LA FSU DE LOIRE ATLANTIQUE INVITE A UNE ASSEMBLÉE GÉNÉRALE

Pour débattre et échanger sur
Le rôle de l’action syndicale et intersyndicale
suite au cycle électoral d’avril-mai-juin

LE LUNDI 3 JUILLET 2017 A 18H30
Salle F – Maison des syndicats à Nantes


Emmanuel Macron a donc été élu président le dimanche 7 mai, avec près de 66 % des voix exprimées. Ce résultat doit être relativisé au regard du niveau jamais atteint encore dans une élection présidentielle par les votes blancs et nuls et l’abstention, et des votes qui étaient d’abord l’expression du rejet du Front National, du racisme et de la xénophobie qui en constituent le fonds de commerce.

Parce que ce nouveau président a été aux commandes du CICE et du Pacte de responsabilité, parce qu’on lui doit en grande partie la Loi El Khomri contre laquelle nous nous sommes mobilisés, parce qu’il s’inscrit dans la défense d’une politique qui veut « libérer le travail » et « lever les blocages de notre économie », la section départementale FSU pense qu’il est important d’apporter des analyses sur des éléments phares de son programme. Les choix qui seront faits auront des impacts sur la protection et les droits des salarié-es, des retraité-es, des chômeurs-ses, des jeunes. La composition du gouvernement annoncée mercredi confirme ces orientations politiques. Les ministères clés de l’économie et du budget ont été confiés à des libéraux hostiles aux fonctionnaires. Ces choix induisent le sort réservé au service public et à la fonction publique, celle-ci perdant son champ ministériel propre pour être rattachée au Budget via une approche comptable qui en fait une variable d’ajustement budgétaire. Les décisions risquent d’être prises très vite, via des ordonnances qui laisseront peu de place à l’organisation d’un vrai débat démocratique. Les mouvements sociaux de l’année passée ont échoué à faire obstacle aux politiques néolibérales ; il ne faut pas attendre cinq ans de plus pour construire un mouvement dans la dynamique intersyndicale et interprofessionnelle que nous avons toujours défendue en Loire Atlantique, porteur d’espoir et d’alternatives face à des politiques qui pourraient se révéler encore plus inégalitaires.

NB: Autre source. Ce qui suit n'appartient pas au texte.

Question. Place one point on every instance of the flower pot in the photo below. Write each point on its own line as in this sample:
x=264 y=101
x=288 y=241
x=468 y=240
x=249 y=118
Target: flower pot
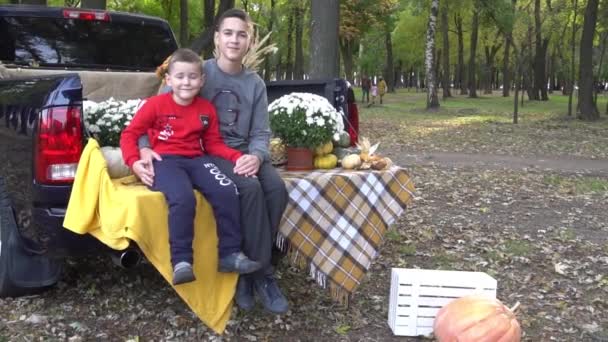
x=299 y=159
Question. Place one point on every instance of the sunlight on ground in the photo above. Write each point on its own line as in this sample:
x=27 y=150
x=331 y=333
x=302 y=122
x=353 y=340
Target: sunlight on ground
x=484 y=124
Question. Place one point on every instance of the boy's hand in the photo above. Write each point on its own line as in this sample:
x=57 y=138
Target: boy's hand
x=247 y=165
x=144 y=168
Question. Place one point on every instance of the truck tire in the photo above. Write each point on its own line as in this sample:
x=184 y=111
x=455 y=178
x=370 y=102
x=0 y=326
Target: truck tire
x=22 y=270
x=6 y=288
x=5 y=201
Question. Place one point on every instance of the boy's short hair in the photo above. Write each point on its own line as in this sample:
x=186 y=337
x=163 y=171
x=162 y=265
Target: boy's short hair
x=184 y=55
x=235 y=13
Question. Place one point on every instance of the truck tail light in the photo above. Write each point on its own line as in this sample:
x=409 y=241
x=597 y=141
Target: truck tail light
x=58 y=146
x=86 y=15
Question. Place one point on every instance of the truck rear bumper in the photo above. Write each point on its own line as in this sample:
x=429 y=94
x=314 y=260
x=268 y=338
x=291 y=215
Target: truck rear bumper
x=61 y=241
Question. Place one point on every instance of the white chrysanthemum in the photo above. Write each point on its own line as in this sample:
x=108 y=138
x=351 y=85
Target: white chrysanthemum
x=108 y=118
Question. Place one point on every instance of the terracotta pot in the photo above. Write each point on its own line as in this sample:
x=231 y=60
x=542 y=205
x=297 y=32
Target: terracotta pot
x=299 y=159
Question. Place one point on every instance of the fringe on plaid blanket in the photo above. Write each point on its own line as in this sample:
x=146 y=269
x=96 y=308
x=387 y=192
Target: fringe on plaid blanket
x=297 y=259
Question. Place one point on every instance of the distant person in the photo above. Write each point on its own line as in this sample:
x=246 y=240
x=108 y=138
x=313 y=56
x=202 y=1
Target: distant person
x=365 y=87
x=381 y=88
x=239 y=96
x=374 y=94
x=178 y=124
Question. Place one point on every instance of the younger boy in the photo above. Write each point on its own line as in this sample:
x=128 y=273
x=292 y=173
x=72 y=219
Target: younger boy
x=183 y=128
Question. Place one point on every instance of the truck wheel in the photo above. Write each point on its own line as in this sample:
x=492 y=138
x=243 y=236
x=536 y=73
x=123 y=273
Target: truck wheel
x=22 y=271
x=5 y=201
x=6 y=290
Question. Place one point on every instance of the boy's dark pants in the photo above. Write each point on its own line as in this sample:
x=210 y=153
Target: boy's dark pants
x=263 y=200
x=176 y=177
x=365 y=93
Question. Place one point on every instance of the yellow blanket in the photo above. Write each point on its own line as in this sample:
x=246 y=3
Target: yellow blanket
x=117 y=211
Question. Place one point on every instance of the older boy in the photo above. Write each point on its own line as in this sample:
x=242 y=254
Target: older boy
x=242 y=106
x=183 y=129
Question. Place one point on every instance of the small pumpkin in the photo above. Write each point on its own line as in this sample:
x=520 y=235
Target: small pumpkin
x=476 y=318
x=351 y=161
x=324 y=149
x=343 y=140
x=328 y=161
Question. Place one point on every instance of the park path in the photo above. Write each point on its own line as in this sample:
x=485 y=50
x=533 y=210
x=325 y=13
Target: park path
x=591 y=167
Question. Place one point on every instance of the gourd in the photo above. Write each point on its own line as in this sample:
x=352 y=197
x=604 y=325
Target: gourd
x=116 y=165
x=476 y=318
x=328 y=161
x=351 y=161
x=324 y=149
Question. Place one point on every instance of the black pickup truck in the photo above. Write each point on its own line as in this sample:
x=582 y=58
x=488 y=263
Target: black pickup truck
x=51 y=60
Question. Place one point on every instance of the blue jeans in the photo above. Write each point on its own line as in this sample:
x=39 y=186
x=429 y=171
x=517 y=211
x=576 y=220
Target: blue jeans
x=176 y=177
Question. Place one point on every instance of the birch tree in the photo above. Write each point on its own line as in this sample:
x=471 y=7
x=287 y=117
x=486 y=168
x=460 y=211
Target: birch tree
x=432 y=101
x=587 y=108
x=324 y=38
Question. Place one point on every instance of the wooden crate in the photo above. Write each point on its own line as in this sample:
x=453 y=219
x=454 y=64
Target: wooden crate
x=417 y=295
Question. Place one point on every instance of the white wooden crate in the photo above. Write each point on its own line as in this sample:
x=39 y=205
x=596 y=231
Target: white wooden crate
x=417 y=295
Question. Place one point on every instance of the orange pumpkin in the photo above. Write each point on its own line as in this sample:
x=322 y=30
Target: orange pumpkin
x=476 y=319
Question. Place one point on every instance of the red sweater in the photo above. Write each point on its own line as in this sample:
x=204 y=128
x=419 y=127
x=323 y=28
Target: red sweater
x=189 y=131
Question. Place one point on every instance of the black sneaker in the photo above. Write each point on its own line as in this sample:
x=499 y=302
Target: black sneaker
x=183 y=273
x=239 y=263
x=244 y=293
x=270 y=294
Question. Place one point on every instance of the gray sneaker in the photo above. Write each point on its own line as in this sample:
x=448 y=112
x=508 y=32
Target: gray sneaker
x=183 y=273
x=244 y=293
x=270 y=294
x=239 y=263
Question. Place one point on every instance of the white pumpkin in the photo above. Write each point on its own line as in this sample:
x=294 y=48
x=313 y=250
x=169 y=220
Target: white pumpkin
x=116 y=166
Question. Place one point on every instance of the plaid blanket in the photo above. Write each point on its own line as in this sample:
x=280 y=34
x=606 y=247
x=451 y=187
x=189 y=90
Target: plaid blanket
x=335 y=222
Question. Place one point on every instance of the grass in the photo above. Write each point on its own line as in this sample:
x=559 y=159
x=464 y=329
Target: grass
x=484 y=125
x=577 y=185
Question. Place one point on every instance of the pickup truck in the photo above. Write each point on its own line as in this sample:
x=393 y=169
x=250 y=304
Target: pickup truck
x=51 y=60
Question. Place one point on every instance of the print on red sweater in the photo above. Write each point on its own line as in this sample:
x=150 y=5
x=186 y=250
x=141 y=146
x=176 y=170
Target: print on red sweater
x=175 y=129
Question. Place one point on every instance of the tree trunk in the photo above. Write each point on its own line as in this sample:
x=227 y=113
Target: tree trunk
x=204 y=41
x=347 y=58
x=473 y=52
x=599 y=67
x=267 y=61
x=543 y=89
x=539 y=60
x=506 y=73
x=572 y=64
x=587 y=109
x=446 y=53
x=551 y=73
x=460 y=68
x=490 y=53
x=299 y=61
x=432 y=101
x=288 y=61
x=388 y=72
x=324 y=38
x=183 y=22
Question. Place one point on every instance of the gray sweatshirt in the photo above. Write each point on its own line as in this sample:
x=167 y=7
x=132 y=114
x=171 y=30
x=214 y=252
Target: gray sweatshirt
x=242 y=109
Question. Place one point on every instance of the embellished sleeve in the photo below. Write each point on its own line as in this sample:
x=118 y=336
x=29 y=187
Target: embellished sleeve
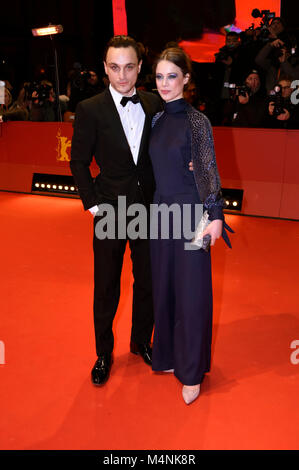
x=204 y=165
x=156 y=117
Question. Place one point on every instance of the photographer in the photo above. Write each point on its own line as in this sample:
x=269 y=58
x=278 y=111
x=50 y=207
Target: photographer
x=273 y=58
x=229 y=68
x=282 y=113
x=42 y=101
x=10 y=111
x=83 y=84
x=250 y=102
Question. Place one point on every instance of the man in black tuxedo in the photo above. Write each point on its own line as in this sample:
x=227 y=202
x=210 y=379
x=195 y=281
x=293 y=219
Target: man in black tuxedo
x=116 y=131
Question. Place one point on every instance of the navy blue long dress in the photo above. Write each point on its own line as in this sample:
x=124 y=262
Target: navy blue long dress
x=182 y=285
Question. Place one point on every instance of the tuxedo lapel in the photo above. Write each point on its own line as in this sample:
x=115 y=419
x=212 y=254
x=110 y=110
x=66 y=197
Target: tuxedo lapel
x=113 y=120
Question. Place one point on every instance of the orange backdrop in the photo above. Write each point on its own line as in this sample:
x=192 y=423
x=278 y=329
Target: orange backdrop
x=262 y=162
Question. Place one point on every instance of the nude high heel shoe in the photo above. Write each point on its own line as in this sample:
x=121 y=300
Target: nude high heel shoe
x=190 y=393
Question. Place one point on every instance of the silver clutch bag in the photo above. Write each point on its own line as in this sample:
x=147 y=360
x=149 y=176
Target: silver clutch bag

Il y a donc des enjeux d’importance pour notre activité syndicale, et s’il ne s’agit pas de réagir sur ce qui n’existe pas encore, il nous semble nécessaire de nous doter d’outils d’analyse pour mieux anticiper les mois à venir et inscrire l’action intersyndicale comme contre-pouvoir au quotidien. Ce communiqué propose ainsi des focus sur deux réformes annoncées du programme Macron : l’avenir des retraites, avec en particulier la mise en place des comptes notionnels, et l’augmentation de la CSG. Nous espérons que cela pourra utilement venir ouvrir et nourrir des débats dans vos lieux de travail. C’est aussi ce que nous vous proposerons le 3 juillet lors d’une assemblée générale des adhérent-es de la FSU de Loire-Atlantique.

Le bureau départemental de la FSU Loire-Atlantique

RECETTE DE RETRAITE MODE MACRON : LE PIÈGE DES COMPTES NOTIONNELS

Le nouveau président veut unifier tous les régimes, les simplifier, les « libérer » pour les rendre justes, sur un modèle testé en Suède, en Pologne et en Italie. Ils seront ainsi plus « agiles ». Cette réforme, adoptée ou imposée en début de quinquennat, devrait être effective à son terme.

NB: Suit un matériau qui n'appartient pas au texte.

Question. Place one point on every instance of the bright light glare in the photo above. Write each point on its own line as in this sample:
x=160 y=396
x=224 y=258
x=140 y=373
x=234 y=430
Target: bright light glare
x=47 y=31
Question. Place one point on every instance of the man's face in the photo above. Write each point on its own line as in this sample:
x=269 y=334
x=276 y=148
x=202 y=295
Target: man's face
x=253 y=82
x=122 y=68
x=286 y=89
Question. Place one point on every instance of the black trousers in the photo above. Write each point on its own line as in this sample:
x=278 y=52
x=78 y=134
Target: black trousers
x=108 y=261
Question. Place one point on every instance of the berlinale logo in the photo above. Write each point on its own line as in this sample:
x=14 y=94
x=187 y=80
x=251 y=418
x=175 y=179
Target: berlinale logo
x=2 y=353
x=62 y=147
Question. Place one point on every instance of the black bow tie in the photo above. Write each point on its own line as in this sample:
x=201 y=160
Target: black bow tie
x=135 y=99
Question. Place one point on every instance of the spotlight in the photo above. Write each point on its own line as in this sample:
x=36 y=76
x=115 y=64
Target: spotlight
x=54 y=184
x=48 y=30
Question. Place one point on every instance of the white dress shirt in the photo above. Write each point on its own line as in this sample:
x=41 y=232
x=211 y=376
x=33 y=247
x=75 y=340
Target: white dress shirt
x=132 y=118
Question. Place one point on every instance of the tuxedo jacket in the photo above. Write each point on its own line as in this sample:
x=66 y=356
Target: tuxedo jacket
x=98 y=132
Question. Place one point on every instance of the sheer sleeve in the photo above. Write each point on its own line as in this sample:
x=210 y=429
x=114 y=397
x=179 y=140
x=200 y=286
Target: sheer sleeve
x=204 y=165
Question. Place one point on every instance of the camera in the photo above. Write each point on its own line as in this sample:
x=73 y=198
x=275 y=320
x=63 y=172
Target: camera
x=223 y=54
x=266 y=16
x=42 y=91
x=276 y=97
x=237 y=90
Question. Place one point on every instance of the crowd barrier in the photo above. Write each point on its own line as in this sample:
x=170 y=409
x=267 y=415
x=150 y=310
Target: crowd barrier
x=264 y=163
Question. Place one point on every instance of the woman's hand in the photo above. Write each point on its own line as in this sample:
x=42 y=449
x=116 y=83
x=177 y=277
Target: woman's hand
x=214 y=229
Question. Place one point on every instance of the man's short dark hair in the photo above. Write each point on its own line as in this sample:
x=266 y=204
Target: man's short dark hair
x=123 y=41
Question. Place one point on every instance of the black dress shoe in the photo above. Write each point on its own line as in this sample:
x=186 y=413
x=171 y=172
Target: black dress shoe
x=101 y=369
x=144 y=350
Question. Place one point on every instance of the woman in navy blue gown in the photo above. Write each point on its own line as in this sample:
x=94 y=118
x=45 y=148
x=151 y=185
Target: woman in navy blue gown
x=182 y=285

Aujourd’hui le principe des retraites est à prestations définies

Les pensions dépendent principalement des salaires (dans la limite du plafond de la Sécurité Sociale) et de la durée de cotisations.

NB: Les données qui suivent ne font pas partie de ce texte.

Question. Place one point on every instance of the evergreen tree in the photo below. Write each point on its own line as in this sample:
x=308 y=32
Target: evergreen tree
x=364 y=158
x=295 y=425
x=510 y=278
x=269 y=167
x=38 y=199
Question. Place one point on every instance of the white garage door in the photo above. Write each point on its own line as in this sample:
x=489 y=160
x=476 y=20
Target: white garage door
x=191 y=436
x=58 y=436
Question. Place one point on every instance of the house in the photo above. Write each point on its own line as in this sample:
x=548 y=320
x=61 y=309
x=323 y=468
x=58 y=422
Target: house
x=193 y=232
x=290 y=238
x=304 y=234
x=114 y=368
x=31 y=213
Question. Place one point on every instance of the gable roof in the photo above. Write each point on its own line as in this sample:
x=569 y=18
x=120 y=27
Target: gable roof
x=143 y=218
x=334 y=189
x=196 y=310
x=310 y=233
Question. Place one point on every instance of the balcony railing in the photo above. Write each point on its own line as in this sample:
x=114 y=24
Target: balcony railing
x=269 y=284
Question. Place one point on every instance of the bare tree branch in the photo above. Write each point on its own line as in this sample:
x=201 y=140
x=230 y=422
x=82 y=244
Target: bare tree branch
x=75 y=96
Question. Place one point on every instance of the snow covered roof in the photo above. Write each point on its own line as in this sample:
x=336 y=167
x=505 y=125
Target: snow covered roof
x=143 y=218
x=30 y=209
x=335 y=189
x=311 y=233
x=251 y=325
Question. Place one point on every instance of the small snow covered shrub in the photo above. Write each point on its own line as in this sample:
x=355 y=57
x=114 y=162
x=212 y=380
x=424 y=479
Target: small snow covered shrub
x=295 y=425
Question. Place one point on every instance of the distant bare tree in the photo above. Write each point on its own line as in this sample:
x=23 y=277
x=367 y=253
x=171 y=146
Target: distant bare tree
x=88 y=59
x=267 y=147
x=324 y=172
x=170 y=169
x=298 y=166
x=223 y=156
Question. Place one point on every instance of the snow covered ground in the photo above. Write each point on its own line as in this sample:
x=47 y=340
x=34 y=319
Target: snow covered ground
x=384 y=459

Mais les régimes complémentaires obligatoires des salariés cadres et non-cadres (AGIRC et ARRCO) sont par points, dont la valeur fluctue au gré des aléas. Ces régimes sont à cotisations définies.

Le projet Macron veut généraliser le régime à cotisations définies

Chaque cotisant va avoir un compte dit notionnel. Ce n’est pas un fonds de pension. Les cotisations sont enregistrées. Le montant de pension sera proportionnel au capital accumulé.

Le pivot du système Macron repose sur les tables européennes – régulièrement ajustées - qui appliquent au capital virtuel un coefficient actualisé en fonction de l’âge de départ à la retraite et de l’espérance de vie à cet âge à l’instant T. C’est le principe actuel du COREM.

Ce « choix » de l’âge pour le départ en retraite introduit une notion dite de neutralité actuarielle. Elle se veut neutre, non pénalisante pour les carrières courtes, puisqu’elle supprime décotes et surcotes.

Un changement complet de philosophie sociale et politique

Le système voulu, où « un euro de cotisation » donne le même droit à tous, est basé sur l’espérance de vie d’une génération, oubliant les différences de pénibilité au travail, les classes sociales, les effets sur les femmes victimes de discriminations.

L’âge, discriminant majeur, fait du départ à la retraite une question de choix individuel. De fait l’individualisation est extrême. La notion de salaire socialisé est alors effacée.

Le système français est basé sur le rapport travail/capital. Le système par points relève d’une autre logique. Il ne s’inscrit pas dans le principe de répartition des richesses produites entre actifs et retraités. La retraite devient une forme d’épargne individuelle. La mécanique des tables de longévité se substitue à la réflexion sur les choix des modes de répartition intégrant les évolutions démographiques et les évolutions des modes de production. La logique est évidente : si l’espérance de vie progresse pour équilibrer le système on n’a plus le choix qu’entre diminuer les pensions ou reculer l’âge du départ en retraite. Ce système n’est jamais déficitaire, mais désastreux pour les futures pensions.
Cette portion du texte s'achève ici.